Bomba a New York, 29 feriti: 15 anni dopo, volevano un altro settembre di terrore? - VIDEO
A esplodere sarebbe stato un ordigno nascosto in un cassonetto della spazzatura. "E' stato un attacco intenzionale, ma non ci sono prove di un legame con il terrorismo", ha detto De Blasio. Particolare ancora più inquietante: un secondo ordigno è stato trovato sulla 27esima strada, poco lontano dal primo. Si tratta di un ordigno rudimentale, confezionato con una pentola a pressione, come quello usato nell'attacco terroristico alla maratona di Boston, accanto al quale sarebbe stato lasciato un biglietto. La polizia, con un sms, ha allertato tutti i residenti della zona invitandoli a non avvicinarsi alle finestre. "Un pacco sospetto è stato rinvenuto e chiediamo ai residenti di restare lontani dalle finestre", si legge nel messaggio. 

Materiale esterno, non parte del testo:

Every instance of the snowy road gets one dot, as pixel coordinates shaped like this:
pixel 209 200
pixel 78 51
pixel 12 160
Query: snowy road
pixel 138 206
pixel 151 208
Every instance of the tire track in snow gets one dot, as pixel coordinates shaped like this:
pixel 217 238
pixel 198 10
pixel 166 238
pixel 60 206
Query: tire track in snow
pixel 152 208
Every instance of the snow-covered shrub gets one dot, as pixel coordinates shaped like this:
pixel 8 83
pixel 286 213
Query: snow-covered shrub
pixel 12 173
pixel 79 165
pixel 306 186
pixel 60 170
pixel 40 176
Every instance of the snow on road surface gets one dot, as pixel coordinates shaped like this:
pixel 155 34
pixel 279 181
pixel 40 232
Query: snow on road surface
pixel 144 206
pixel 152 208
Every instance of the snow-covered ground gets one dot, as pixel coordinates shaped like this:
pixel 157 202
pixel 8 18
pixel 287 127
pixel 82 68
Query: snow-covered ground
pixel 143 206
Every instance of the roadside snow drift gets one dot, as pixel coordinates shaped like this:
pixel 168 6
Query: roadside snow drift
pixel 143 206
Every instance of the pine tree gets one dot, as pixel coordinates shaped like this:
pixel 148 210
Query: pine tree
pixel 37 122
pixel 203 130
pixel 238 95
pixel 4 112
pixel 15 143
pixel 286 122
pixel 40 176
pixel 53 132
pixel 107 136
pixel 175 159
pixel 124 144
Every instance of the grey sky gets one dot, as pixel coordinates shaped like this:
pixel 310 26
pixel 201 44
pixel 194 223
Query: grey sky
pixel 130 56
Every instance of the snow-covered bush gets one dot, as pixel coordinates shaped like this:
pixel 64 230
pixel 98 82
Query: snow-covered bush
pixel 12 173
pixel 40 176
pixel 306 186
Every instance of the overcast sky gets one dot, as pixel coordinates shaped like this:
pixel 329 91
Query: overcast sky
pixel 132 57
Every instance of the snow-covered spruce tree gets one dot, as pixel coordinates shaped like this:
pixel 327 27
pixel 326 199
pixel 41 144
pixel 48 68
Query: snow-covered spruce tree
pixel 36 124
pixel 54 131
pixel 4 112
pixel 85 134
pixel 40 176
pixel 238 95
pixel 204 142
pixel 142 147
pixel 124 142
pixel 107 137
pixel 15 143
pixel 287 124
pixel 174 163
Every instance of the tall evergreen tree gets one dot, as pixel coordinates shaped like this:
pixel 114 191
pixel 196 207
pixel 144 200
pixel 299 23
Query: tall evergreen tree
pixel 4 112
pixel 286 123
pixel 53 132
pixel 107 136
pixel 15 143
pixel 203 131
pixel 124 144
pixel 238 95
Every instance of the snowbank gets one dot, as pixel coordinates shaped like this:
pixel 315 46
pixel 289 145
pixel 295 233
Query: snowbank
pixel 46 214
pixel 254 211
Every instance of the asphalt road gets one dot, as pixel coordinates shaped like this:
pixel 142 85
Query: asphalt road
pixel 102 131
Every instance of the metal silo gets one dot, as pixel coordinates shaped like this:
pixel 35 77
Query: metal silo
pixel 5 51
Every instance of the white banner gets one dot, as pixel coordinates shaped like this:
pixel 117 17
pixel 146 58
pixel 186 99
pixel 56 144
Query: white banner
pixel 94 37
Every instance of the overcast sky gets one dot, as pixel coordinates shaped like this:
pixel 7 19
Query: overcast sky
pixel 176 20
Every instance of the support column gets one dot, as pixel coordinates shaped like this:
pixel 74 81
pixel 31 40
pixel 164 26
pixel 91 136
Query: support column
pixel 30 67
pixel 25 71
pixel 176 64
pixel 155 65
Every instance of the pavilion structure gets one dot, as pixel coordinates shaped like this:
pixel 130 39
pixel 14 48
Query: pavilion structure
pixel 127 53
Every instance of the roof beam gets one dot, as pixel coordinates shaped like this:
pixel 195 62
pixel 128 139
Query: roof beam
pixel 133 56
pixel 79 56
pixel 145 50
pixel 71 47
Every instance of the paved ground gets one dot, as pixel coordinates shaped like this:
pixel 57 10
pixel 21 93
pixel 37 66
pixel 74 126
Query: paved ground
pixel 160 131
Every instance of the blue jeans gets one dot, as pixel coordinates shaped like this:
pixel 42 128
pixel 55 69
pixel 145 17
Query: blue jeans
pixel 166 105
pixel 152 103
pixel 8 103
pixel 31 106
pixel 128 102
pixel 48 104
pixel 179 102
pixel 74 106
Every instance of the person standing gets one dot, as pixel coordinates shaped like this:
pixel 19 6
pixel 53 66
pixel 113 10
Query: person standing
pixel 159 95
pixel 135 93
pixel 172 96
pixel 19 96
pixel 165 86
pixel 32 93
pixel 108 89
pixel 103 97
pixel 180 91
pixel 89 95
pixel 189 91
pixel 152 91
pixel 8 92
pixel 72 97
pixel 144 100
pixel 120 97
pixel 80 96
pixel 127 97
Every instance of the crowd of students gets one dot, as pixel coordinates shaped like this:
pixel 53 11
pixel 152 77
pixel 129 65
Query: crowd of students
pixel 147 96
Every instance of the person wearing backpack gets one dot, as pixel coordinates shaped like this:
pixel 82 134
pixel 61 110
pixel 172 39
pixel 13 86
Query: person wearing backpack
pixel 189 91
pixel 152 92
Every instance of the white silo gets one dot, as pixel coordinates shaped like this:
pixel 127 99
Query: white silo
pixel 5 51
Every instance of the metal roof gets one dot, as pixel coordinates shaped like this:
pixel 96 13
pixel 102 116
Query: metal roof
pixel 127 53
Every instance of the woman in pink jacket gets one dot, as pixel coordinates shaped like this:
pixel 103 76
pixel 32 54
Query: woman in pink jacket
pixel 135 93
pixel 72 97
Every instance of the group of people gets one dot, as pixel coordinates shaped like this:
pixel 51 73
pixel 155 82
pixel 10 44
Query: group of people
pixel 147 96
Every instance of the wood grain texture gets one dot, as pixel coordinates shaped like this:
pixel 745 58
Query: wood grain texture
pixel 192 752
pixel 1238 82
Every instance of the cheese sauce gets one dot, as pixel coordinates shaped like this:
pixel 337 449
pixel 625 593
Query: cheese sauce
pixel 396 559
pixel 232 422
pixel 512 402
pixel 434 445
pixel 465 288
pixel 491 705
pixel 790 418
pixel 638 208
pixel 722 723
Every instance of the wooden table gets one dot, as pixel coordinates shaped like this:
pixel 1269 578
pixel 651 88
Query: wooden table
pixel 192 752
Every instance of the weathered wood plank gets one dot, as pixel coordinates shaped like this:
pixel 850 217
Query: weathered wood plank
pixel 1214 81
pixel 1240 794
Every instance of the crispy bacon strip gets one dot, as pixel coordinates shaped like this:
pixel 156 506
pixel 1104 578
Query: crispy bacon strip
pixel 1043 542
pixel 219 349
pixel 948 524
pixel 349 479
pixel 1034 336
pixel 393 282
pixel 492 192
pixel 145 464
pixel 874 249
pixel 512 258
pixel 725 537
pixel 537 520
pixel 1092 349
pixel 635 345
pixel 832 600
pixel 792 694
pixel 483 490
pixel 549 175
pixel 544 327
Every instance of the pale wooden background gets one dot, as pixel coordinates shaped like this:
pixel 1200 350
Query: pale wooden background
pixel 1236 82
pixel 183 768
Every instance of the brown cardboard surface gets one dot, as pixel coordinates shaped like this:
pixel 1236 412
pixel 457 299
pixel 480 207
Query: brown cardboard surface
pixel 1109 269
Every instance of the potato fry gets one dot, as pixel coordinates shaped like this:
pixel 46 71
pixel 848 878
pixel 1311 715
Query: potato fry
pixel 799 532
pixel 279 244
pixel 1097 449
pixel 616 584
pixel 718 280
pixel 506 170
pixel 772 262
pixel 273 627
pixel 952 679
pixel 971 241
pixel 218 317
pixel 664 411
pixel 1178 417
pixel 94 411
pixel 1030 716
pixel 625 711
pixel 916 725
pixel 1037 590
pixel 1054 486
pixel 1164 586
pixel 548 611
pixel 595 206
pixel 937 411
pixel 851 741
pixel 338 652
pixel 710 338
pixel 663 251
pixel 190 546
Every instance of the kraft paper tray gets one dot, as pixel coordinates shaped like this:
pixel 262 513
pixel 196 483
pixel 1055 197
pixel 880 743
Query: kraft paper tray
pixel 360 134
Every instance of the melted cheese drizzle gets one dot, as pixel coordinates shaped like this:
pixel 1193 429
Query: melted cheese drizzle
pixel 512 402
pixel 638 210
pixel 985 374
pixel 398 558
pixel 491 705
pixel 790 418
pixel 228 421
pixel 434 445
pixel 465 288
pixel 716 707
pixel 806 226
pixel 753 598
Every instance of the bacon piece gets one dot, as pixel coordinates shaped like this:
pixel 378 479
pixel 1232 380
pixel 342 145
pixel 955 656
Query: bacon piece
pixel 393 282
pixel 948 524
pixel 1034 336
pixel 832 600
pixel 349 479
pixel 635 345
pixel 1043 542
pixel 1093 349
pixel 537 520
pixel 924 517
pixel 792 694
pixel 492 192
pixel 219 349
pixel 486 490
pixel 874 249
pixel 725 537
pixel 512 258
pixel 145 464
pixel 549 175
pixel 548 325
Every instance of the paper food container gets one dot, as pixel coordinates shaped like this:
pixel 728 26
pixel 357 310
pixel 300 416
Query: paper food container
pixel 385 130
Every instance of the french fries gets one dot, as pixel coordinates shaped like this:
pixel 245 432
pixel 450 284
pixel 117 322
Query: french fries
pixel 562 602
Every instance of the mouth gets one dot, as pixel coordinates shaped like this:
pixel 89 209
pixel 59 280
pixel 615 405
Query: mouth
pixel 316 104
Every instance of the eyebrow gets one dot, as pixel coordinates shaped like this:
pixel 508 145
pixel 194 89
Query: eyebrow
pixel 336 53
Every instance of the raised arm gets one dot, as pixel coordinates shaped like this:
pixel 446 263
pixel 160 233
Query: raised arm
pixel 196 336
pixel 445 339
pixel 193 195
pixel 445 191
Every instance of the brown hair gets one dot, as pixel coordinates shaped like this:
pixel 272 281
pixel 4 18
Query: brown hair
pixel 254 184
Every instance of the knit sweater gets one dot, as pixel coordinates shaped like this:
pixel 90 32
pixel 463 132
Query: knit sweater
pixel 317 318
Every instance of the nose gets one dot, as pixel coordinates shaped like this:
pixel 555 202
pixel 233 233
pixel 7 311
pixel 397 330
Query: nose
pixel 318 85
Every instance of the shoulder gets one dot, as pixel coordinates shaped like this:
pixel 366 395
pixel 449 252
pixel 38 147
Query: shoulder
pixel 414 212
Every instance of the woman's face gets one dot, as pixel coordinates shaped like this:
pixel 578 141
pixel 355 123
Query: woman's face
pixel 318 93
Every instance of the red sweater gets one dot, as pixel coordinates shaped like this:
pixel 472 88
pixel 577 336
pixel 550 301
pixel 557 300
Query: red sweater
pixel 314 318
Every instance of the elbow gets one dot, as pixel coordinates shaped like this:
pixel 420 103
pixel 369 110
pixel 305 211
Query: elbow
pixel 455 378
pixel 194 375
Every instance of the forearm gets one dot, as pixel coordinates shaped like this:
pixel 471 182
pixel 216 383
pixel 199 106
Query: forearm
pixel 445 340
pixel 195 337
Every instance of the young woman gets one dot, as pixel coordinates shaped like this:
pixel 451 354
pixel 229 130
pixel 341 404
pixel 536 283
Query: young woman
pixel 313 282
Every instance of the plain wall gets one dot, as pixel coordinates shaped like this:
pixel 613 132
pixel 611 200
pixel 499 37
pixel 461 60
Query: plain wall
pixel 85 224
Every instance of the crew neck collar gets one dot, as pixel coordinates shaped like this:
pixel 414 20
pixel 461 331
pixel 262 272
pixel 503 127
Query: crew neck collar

Immediatamente allertato il presidente americano, Barack Obama, che al momento dell'esplosione era a Washington ad una cena di gala del Congressional Black Caucus Foundation per Hillary Clinton. Domani lo stesso Obama, ma anche Matteo Renzi e altri 191 capi di stato e di governo saranno proprio a New York per il summit sui rifugiati e poi per l’assemblea generale dell’Onu.